During one such event at the end of last year, the actor Brian Blessed lost his temper and made an angry and dramatic exit from some corporate event after a Sales Director described one of his films as ‘crap’. Bad mistake, but how do you communicate with actors and celebrities when, against your will, you’re forced to spend time in their company? It’s not easy.
Years ago, I spent some time with the writer John Le Carré who lives in a beautiful old line of coastguard cottages on the cliffs near to Land’s End. It was August. I was working as a Defence writer at the time and had managed to blag a demonstration flight in the back seat of a Royal Naval FA2 Sea Harrier. We took off from Yeovilton and flew across Exmoor to the Royal Marine Station at Chivenor where the pilot did a low pass over the base in honour of some anniversary or other. Then he put the aircraft through its paces over the sea to the west of Lundy Island before flying at low level to the Scilly Isles and returning to Penzance. We had about half an hour before the Harrier was due back to the base and the pilot asked me where I would like to go. Stuck for an answer, I asked him to ‘do a spectacular’ over Le Carré’s cottage. He did, demonstrating a manoeuvre in which the aircraft hovers and slowly genuflects towards a landmark or a group of spectators a short distance away. The noise from the Rolls-Royce Pegasus turbofan during the hover is enough to induce temporary, sometimes permanent, deafness and even insanity, although the pilot said that we probably had sufficient altitude to avoid any lasting physical damage to nearby humans. Anyway, I thought this was a memorable gesture of respect to the old boy. I was wrong. It was never mentioned and I suppose it must have been a worrying moment for a spook whose early years had been spent irritating the NKVD.

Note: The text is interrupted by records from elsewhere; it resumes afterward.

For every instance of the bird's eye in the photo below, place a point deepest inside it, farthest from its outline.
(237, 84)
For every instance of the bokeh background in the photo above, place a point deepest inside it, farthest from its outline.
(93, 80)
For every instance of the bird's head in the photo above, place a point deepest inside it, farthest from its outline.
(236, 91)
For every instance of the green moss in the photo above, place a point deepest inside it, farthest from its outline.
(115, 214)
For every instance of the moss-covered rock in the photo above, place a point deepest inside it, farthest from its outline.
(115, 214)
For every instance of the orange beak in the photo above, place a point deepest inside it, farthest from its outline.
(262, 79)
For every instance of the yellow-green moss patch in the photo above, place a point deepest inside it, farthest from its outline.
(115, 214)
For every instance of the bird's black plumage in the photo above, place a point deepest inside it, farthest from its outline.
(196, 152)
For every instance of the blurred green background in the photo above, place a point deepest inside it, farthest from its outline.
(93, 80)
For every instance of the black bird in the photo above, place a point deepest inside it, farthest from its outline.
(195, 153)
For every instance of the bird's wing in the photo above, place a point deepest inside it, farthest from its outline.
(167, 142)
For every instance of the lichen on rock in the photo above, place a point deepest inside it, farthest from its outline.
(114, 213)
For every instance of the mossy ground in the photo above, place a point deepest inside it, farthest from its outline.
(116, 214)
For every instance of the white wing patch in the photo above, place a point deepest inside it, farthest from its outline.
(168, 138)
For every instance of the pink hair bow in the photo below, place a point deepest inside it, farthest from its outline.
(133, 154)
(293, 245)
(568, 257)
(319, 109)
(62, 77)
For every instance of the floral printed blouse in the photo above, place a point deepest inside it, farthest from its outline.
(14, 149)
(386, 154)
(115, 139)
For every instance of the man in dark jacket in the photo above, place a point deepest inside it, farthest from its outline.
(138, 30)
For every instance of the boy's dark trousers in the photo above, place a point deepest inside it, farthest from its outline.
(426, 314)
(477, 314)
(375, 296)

The point is that you must be careful when dealing with those who, like Brian Blessed and, in fact, all thespians, jealously guard their public image. There are rules governing social intercourse with those who tread the boards. There is no such thing as too much flattery. Size matters; for instance it would be a mistake to mention Alan Ladd in the presence of Tom Cruise. Never praise or even mention an actor’s peers in his or her presence and, if you feel that you must say something profound, try; ‘it’s actors who should be running theatres not impresarios.’ Mind you, it’s hard to know how to approach a man like Blessed who is mediaeval in appearance, monstrous in stature and has a voiced like foghorn. Every time I look at him, I think of Hildegard Neil, his lovely wife, who I used to fancy madly when I was at school. I suppose I’d better keep quiet about that as well.